Pero, pasados algunos minutos, y después de ver una fotografía suya colgada en una de las paredes, en que aparecía él, vestido con un liquilique como el que solía ponerse su abuelo Papalelo en las ocasiones especiales, recibiendo la insignia del Premio Nobel de Literatura de manos del rey Carlos Gustavo de Suecia, aterrizó de nuevo en la realidad: el hombre objeto de tantos festejos públicos era, en efecto, él mismo; él, y nadie más que él, era el hombre grande de quien todos hablaban, el colombiano más importante y más famoso de toda la bola del mundo.
Mientras trataba de resignarse a ello, oyó una voz desconocida que le decía: “Estás en la cumbre; el Olimpo, con todo lo elevado que es, termina ahí, bajo tus pies.
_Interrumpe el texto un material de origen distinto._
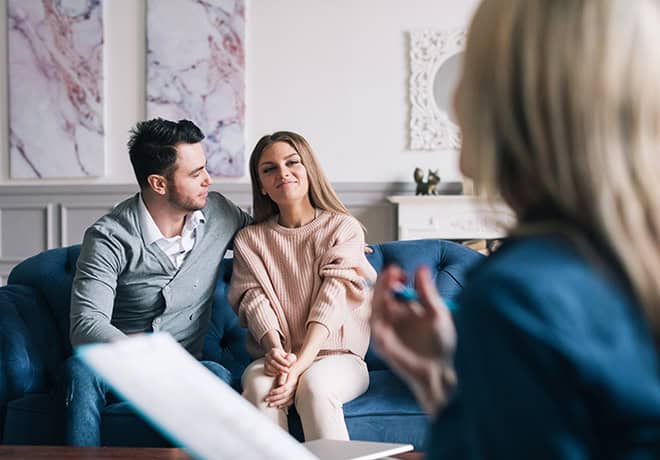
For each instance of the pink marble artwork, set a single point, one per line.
(196, 70)
(55, 88)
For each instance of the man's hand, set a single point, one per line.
(418, 339)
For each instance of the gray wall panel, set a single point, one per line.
(39, 217)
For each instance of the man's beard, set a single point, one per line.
(178, 201)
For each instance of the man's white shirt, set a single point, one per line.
(176, 247)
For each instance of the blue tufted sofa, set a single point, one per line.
(34, 316)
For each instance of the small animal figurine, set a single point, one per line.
(429, 186)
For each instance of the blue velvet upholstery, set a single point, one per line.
(34, 324)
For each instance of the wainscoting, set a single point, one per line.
(36, 218)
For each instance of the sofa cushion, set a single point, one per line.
(120, 426)
(51, 273)
(225, 339)
(386, 395)
(31, 347)
(448, 261)
(31, 420)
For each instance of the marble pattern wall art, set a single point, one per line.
(55, 60)
(196, 70)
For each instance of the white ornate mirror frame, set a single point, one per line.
(430, 126)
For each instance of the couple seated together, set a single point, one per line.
(298, 284)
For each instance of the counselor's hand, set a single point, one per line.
(418, 339)
(277, 361)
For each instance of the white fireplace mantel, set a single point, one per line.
(451, 217)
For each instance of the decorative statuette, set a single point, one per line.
(428, 186)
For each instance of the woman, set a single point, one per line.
(299, 285)
(556, 339)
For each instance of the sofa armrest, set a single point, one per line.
(31, 348)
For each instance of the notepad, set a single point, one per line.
(199, 412)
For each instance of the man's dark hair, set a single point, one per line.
(152, 146)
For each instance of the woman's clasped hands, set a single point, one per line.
(280, 364)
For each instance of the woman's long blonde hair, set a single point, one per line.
(559, 104)
(321, 193)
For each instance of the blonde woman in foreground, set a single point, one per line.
(298, 284)
(555, 346)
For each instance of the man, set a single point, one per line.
(149, 265)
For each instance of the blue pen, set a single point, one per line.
(404, 293)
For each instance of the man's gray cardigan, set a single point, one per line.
(124, 287)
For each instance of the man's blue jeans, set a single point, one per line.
(85, 395)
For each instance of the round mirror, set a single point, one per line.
(444, 84)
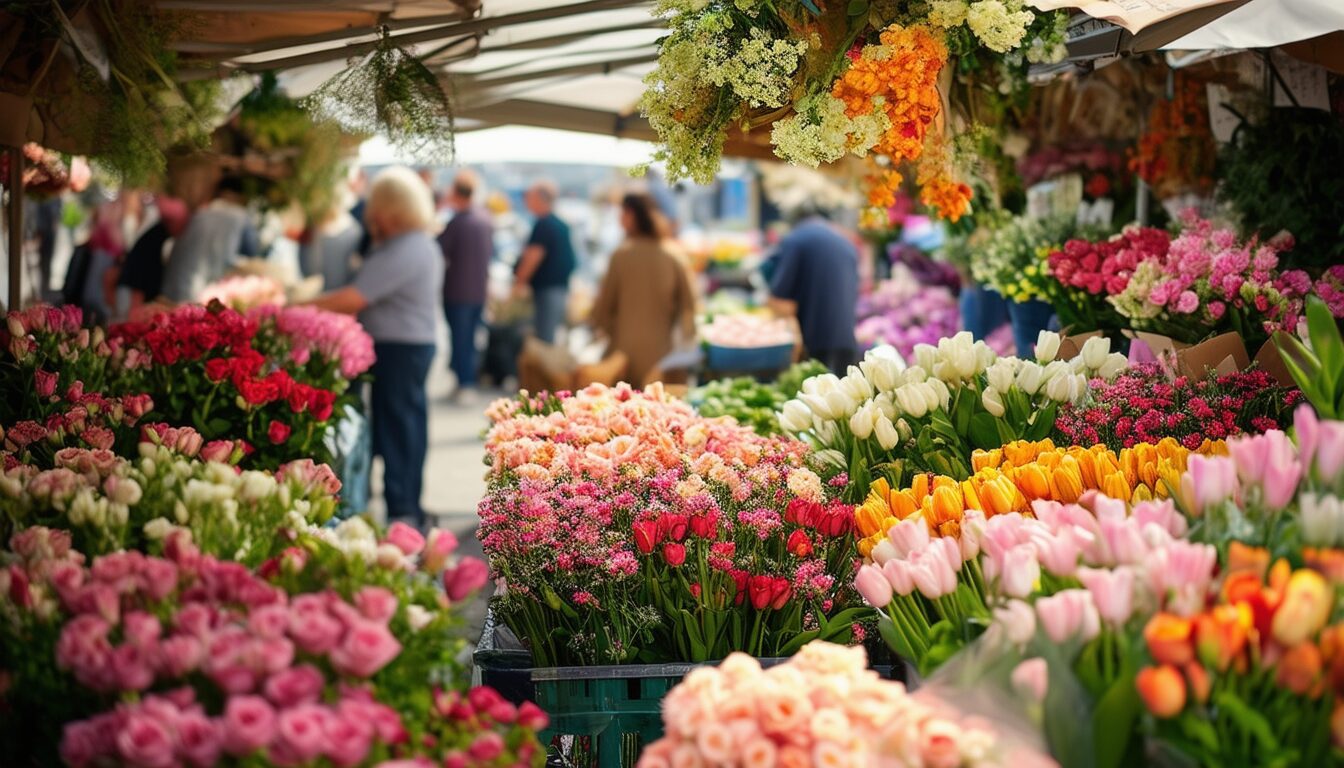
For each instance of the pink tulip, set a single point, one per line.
(899, 576)
(1020, 570)
(909, 535)
(1212, 479)
(1112, 591)
(872, 585)
(1069, 613)
(1018, 622)
(469, 576)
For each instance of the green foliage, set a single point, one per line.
(1284, 174)
(391, 93)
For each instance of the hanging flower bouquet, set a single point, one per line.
(882, 421)
(626, 529)
(858, 82)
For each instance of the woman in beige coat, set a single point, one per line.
(647, 292)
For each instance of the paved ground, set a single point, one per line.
(454, 474)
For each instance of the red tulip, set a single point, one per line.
(761, 588)
(799, 544)
(647, 535)
(674, 553)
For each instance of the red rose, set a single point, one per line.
(277, 432)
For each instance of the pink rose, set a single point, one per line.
(199, 740)
(469, 576)
(249, 725)
(405, 538)
(147, 741)
(441, 545)
(348, 740)
(366, 648)
(269, 622)
(131, 667)
(312, 627)
(301, 731)
(79, 743)
(376, 604)
(180, 655)
(295, 686)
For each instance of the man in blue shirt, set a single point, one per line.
(546, 262)
(816, 279)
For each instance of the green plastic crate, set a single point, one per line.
(610, 712)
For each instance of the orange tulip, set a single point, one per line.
(946, 506)
(1032, 482)
(1300, 670)
(1199, 682)
(1066, 482)
(1163, 690)
(985, 459)
(1169, 639)
(1250, 558)
(1221, 635)
(1305, 608)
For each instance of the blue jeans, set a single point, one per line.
(463, 320)
(399, 421)
(551, 304)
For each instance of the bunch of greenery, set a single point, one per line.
(1284, 174)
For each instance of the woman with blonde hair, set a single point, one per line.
(395, 296)
(647, 292)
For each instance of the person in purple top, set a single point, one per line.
(468, 245)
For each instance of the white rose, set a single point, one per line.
(1047, 346)
(993, 402)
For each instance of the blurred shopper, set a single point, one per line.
(468, 245)
(331, 246)
(815, 277)
(215, 237)
(395, 295)
(143, 272)
(546, 264)
(647, 293)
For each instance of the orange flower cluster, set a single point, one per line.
(1008, 479)
(1276, 622)
(903, 70)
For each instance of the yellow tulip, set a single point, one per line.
(968, 492)
(985, 459)
(1032, 482)
(1066, 482)
(946, 505)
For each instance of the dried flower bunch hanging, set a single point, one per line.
(390, 92)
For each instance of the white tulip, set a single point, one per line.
(862, 421)
(817, 405)
(1000, 374)
(1094, 351)
(925, 357)
(1058, 389)
(796, 416)
(886, 432)
(993, 402)
(883, 552)
(1323, 517)
(842, 405)
(911, 401)
(1030, 378)
(930, 394)
(1047, 346)
(1113, 366)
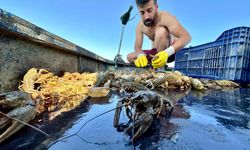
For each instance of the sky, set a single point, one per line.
(96, 26)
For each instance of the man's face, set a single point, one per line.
(148, 13)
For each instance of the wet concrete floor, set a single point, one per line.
(200, 120)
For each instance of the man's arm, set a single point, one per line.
(176, 29)
(139, 39)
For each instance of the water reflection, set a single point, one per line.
(216, 119)
(231, 106)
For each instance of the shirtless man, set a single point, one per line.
(166, 33)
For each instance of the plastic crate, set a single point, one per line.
(228, 57)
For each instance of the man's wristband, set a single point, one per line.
(170, 51)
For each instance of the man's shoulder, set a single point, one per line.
(164, 14)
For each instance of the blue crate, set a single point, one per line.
(228, 57)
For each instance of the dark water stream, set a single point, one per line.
(201, 120)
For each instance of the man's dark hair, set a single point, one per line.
(143, 2)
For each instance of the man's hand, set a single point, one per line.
(141, 60)
(161, 58)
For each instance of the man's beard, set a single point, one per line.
(149, 22)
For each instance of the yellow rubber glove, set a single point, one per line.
(141, 60)
(160, 59)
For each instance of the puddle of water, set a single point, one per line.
(200, 120)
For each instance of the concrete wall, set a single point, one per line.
(24, 45)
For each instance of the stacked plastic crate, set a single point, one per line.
(228, 57)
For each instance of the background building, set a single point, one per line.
(228, 57)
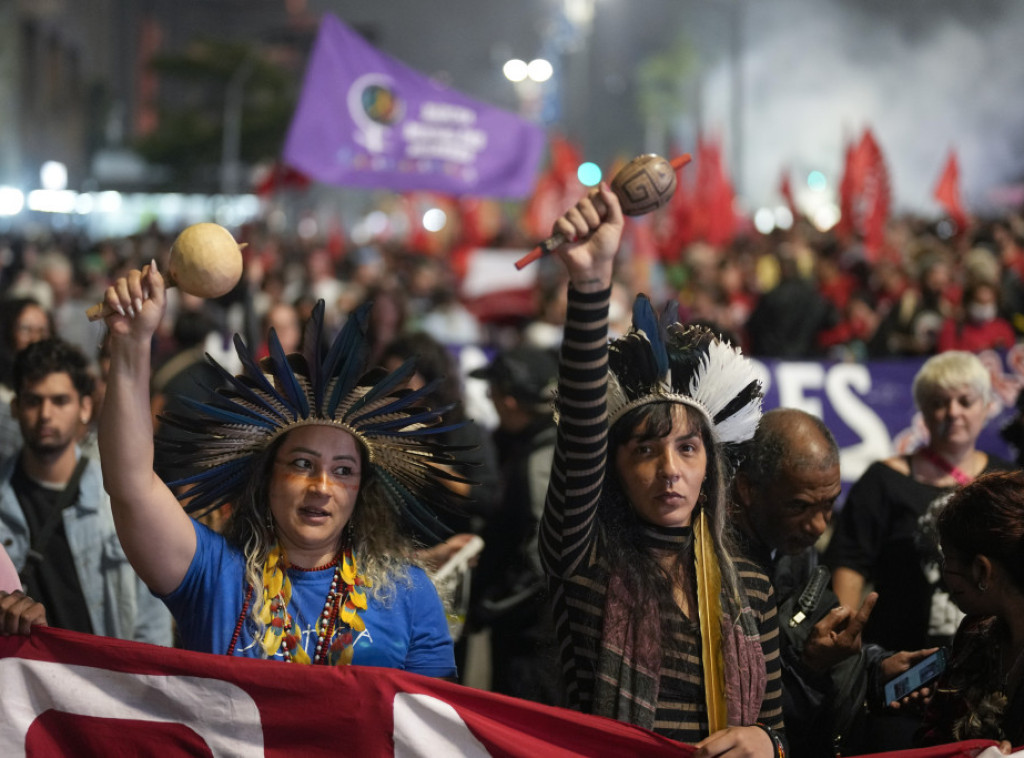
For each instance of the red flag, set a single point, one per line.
(846, 192)
(674, 225)
(875, 196)
(864, 196)
(71, 693)
(947, 192)
(715, 220)
(557, 190)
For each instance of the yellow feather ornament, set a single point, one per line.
(710, 615)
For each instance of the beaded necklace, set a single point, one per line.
(335, 625)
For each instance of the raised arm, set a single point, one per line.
(567, 529)
(157, 535)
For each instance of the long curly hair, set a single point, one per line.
(382, 549)
(646, 581)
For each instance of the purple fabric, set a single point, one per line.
(8, 575)
(365, 119)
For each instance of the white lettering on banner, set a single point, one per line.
(793, 379)
(426, 726)
(446, 113)
(845, 385)
(222, 714)
(444, 142)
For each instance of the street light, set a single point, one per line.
(527, 79)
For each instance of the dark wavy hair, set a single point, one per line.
(646, 581)
(986, 517)
(53, 355)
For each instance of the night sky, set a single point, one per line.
(926, 76)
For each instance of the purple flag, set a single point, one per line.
(365, 119)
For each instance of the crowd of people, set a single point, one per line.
(652, 540)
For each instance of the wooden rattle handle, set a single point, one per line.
(101, 309)
(639, 188)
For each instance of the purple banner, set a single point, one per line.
(365, 119)
(869, 407)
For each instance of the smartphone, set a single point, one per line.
(915, 677)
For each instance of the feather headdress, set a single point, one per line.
(662, 361)
(659, 360)
(248, 412)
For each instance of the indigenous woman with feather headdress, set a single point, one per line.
(659, 625)
(318, 461)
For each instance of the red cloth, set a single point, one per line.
(995, 334)
(947, 192)
(71, 693)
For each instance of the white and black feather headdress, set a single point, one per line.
(659, 360)
(248, 412)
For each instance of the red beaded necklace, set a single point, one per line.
(339, 604)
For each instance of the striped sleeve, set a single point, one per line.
(761, 596)
(568, 527)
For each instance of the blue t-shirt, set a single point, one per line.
(410, 633)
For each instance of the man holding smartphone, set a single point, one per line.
(783, 494)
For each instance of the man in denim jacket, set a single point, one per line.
(55, 519)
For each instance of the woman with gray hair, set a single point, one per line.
(884, 533)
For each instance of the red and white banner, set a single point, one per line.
(64, 693)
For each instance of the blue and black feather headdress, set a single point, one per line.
(659, 360)
(250, 411)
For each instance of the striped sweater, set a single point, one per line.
(571, 547)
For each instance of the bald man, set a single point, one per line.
(783, 495)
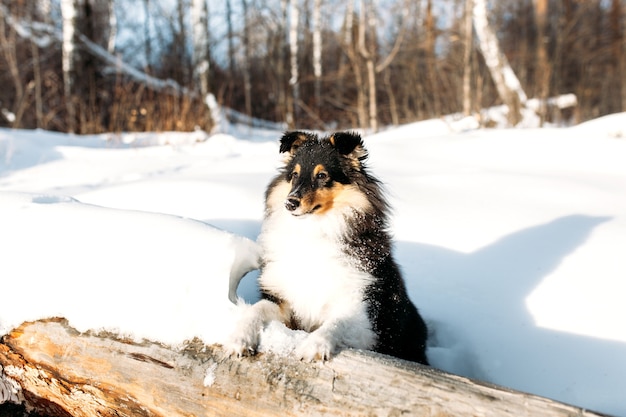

Ya no te queda un solo palmo por escalar, ya no hay ni siquiera un mínimo más-arriba que tengas el reto de remontar”. Sintió una especie de vértigo, teñido de cierta tristeza, y, llevado por un impulso espontáneo, le preguntó en voz baja a aquella voz silenciosa: “Entonces, ¿ahora qué hago?”.
No obtuvo respuesta, pero la pregunta lo llevó a desear de súbito, con una fuerza apremiante, que todo regresara a los comienzos, que el tiempo retornara a sus fuentes y lo instalara otra vez en el punto de partida, de modo que volviera a ver, alzando los ojos, y a través de una pequeña y polvorienta ventana (y no el lujoso ventanal de cristal que ahora tenía a su lado), la cima lejana, remota, que se perdía en las alturas celestes, mientras él, sentado de nuevo frente a una vieja Underwood, martillaba las teclas redondas con estrépito y desespero, en el silencio de la madrugada, en medio del calor de la muerta sala de redacción de El Heraldo, en el viejo centro de Barranquilla, batallando con su primera novela, enfrentándola con las armas de todos los recursos y trucos literarios que había aprendido hasta entonces, esforzándose por redondear esa escena en que, recién llegado a la casa del coronel en Macondo, el excéntrico médico extranjero es invitado a sentarse a almorzar a una mesa espléndida preparada por Adelaida, la esposa del viejo militar, y el visitante los sorprende entonces diciéndoles que lo agradece, pero no, que él solo come hierba, hierba como la que comen los burros y las vacas.
De esta placentera ensoñación, o fantasía, lo sacó la amable voz de Mercedes, quien apareció diciéndole, con el teléfono portátil en una mano: “Gabito, te llaman del New York Times”, mientras espantaba con elegantes manotazos de la otra cuatro mariposas amarillas que revoloteaban en la estancia y que eran parte de los restos del jolgorio de la noche anterior.
Entonces comprobó que no tenía escapatoria alguna: aquella llamada le acabó por confirmar que, para su infinita pesadumbre, su magnífica gloria de mierda —que le negaba el derecho a volver a disfrutar de ese estado de gracia que consiste en levitar entre las volutas de humo de las ilusiones de triunfo y de grandeza— era definitivamente irreversible.